Multiprocessor & SIMD
The final week covers parallel architectures: Flynn's taxonomy (SISD, SIMD, MISD, MIMD), SIMD/vector processing, shared-memory multiprocessors, and the cache coherence problem (MSI, MESI protocols). We revisit Amdahl's Law for parallel computing.
Learning Objectives
Key Concepts
Flynn's Taxonomy & SIMD
Flynn's taxonomy classifies architectures by instruction and data streams:
- -SISD: single instruction, single data (traditional uniprocessor)
- -SIMD: single instruction, multiple data (vector processors, GPU cores)
- -MISD: multiple instruction, single data (rare, fault-tolerant systems)
- -MIMD: multiple instruction, multiple data (multiprocessors, multi-core)
SIMD applies the same operation to multiple data elements simultaneously — ideal for array operations, graphics, and scientific computing.
- -
SIMD examples: SSE, AVX (x86), NEON (ARM), GPU shader cores
- -
SIMD works best when the same operation applies to many data elements
- -
Vector length determines how many elements are processed per instruction
- -
Data must be aligned and contiguous for efficient SIMD access
Cache Coherence
In a shared-memory multiprocessor, each core has its own cache. When one core modifies a shared variable, other cores' caches may hold stale copies. Cache coherence protocols ensure all caches see a consistent view of memory.

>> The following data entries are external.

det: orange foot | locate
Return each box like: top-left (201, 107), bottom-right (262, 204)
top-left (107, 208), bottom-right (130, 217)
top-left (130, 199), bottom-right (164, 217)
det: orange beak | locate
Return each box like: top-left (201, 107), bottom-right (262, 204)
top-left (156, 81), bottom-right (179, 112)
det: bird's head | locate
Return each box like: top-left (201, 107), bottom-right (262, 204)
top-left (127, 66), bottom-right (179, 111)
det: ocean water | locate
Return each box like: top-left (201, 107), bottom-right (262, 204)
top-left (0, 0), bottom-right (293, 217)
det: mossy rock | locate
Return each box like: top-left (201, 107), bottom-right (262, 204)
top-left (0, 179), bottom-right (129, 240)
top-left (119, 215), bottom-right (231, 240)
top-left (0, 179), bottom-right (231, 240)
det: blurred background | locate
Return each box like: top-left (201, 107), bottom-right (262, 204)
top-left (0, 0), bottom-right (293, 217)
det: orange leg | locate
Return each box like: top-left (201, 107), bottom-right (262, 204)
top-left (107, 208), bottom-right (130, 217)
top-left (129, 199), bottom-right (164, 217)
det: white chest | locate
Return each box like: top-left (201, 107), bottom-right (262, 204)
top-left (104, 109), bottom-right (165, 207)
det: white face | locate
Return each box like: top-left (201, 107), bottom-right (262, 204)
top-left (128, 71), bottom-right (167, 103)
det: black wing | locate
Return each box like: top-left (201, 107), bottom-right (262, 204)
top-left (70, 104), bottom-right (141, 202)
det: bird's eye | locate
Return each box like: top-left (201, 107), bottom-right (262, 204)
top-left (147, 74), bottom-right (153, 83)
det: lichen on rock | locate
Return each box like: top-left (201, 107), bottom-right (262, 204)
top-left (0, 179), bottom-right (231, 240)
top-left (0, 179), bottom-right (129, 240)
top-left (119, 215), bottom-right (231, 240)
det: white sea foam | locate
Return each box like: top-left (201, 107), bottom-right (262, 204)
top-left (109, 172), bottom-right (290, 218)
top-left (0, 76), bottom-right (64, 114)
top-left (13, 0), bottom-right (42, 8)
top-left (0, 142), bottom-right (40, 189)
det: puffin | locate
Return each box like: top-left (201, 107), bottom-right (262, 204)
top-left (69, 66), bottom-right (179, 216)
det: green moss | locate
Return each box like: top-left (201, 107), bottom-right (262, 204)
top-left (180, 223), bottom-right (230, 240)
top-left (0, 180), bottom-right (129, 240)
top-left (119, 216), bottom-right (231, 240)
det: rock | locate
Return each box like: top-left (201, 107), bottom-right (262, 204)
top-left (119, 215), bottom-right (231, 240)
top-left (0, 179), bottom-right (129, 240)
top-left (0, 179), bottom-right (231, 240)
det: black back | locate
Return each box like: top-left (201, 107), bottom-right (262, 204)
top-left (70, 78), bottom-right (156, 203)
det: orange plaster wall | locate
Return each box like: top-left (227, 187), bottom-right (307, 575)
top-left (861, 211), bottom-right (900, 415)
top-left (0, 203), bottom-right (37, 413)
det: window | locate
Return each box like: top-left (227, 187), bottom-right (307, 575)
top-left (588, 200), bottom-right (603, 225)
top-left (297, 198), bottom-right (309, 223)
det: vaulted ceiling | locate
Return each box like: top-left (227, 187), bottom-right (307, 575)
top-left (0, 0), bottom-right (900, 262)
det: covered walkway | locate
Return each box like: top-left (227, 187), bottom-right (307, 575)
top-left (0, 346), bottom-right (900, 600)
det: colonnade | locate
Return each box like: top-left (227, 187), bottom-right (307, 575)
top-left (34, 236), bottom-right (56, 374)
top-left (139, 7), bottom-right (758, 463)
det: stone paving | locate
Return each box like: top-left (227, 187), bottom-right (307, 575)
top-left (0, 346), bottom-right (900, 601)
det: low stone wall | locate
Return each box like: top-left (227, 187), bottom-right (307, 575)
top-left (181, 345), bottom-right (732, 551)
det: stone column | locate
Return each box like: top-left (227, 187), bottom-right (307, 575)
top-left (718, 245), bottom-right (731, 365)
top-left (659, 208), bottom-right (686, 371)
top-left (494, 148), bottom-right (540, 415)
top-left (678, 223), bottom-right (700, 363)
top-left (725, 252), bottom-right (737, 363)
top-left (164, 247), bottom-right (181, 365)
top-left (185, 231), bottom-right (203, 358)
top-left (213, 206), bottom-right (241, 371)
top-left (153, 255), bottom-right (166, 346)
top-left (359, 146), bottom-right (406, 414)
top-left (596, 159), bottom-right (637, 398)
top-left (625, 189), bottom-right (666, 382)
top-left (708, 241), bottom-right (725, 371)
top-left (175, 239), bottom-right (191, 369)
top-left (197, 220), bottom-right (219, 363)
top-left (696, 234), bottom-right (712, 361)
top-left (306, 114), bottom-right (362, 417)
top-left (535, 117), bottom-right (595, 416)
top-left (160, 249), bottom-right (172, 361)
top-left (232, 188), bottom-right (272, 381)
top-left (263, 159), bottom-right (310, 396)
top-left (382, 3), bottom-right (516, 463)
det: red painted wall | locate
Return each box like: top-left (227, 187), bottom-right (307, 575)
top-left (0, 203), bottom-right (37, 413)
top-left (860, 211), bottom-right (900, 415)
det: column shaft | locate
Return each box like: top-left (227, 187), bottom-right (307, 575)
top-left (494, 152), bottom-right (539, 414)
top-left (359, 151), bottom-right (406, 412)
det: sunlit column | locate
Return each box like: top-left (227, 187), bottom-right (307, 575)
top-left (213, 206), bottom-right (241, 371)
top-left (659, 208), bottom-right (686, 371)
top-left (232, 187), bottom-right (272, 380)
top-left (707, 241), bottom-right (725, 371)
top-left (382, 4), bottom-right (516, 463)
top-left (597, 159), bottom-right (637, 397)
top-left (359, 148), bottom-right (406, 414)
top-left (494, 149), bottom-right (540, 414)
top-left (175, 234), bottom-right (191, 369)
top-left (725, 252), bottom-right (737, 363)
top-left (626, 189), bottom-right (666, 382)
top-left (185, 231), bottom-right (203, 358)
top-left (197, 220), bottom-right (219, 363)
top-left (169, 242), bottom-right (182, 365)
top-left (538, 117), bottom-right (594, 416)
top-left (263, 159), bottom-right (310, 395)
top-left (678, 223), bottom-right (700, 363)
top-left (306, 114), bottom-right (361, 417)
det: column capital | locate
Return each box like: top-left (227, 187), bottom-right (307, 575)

MSI protocol states: Modified (dirty, exclusive), Shared (clean, may be in other caches), Invalid. MESI protocol adds Exclusive (clean, only copy) to reduce bus traffic.
- -
Coherence problem: multiple caches holding copies of the same memory location
- -
MSI: 3 states — Modified, Shared, Invalid
- -
MESI: 4 states — Modified, Exclusive, Shared, Invalid
- -
Snooping: each cache monitors (snoops) the bus for accesses to its cached addresses
- -
Write invalidation: on write, invalidate all other copies before modifying
Parallel Performance
Amdahl's Law for P processors: Speedup = 1 / ((1-f) + f/P), where f is the parallelizable fraction. As P→∞, speedup limited by (1-f).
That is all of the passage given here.